The disclosure was made as the company filed its financial report for the first quarter of fiscal 2003 ended September 30 with the Securities and Exchange Commission. The report reveals that the company’s Client and Information Worker divisions were responsible for 66% of Microsoft’s $7.7bn revenue in the quarter, in accordance with US GAAP, and 108% of the company’s $4.1bn operating income, based on its own internal calculations.

According to the US GAAP figures, the Client division, which includes the company’s Windows PC, workstation and embedded operating systems, reported revenue of $2.8bn in the quarter, up 34% from $2.1bn in the same quarter of 2001. Meanwhile, the Information Worker division, which includes the Office, Project, Visio, SharePoint Server products and client access licenses, reported revenue of $2.3bn, up 26% from $1.8bn last year.

The Server Platforms division – which includes the company’s Windows server operating system, SQL Server, Exchange Server and Systems Management Server products as well as client access licenses, training, certification and support and consulting services – reported revenue of $1.6bn, up 13% from $1.4bn last year.

Microsoft’s Business Solutions division, which includes Microsoft Great Plains, bCentral, and the newly acquired Navision business software products, reported revenue of $106m, up 43% from $74m last year.

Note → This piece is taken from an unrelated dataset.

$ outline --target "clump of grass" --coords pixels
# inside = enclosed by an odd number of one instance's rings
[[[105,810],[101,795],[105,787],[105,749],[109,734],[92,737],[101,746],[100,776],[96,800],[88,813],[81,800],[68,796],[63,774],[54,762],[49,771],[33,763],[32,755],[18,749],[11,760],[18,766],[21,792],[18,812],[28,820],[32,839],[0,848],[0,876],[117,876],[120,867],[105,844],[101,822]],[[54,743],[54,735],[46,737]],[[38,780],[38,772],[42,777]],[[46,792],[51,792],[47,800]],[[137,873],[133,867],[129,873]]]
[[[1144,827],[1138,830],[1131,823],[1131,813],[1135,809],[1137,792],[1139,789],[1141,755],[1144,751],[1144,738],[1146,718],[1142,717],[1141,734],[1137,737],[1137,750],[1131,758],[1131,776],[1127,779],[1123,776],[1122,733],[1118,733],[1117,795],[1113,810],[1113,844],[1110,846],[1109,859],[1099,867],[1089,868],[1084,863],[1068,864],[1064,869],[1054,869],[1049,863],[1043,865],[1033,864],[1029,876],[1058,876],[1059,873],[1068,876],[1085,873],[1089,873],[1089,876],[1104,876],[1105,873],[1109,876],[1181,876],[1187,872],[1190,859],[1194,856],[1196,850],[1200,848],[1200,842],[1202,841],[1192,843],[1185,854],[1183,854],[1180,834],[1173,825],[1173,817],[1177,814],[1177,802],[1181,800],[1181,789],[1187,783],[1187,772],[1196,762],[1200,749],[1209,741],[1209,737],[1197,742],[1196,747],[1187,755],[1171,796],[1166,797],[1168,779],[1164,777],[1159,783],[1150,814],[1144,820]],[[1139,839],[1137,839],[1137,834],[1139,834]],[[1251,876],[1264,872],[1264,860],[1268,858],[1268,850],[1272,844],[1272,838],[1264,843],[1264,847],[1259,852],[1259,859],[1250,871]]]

The Home and Entertainment division, which includes the Xbox games system, PC games and TV platform, reported revenue up 81% from $267m to $485m.

The CE/Mobility division, which includes the company’s mobile operating systems, reported revenue of $17m, up 21% from $14m, while Microsoft’s MSN internet services business recorded revenue of $427m, up 22% from $348m last year.

The Client, Information Worker and Server Platforms divisions were responsible for 36.3%, 29.3% and 21% of Microsoft’s revenue in the quarter respectively and were also the only Microsoft segments to record operating income, according to the company’s own internal accounting methods.

According to these non-GAAP consolidated calculations, the Client division recorded operating income of $2.5bn on revenue of $2.9bn, the Information Worker division reported operating income of $1.9bn on revenue of $2.4bn, and the Server Platforms division recorded operating income of $519m on revenue of $1.5bn.

The Home and Entertainment division was the biggest loser, with an operating loss of $177m on revenue of $505m.The CE/Mobility division made an operating loss of $33m on revenue of $17m, while MSN recorded an operating loss of $97m on revenue of $531m. Meanwhile, the Business Solutions division reported an operating loss of $68m on revenue of $107m.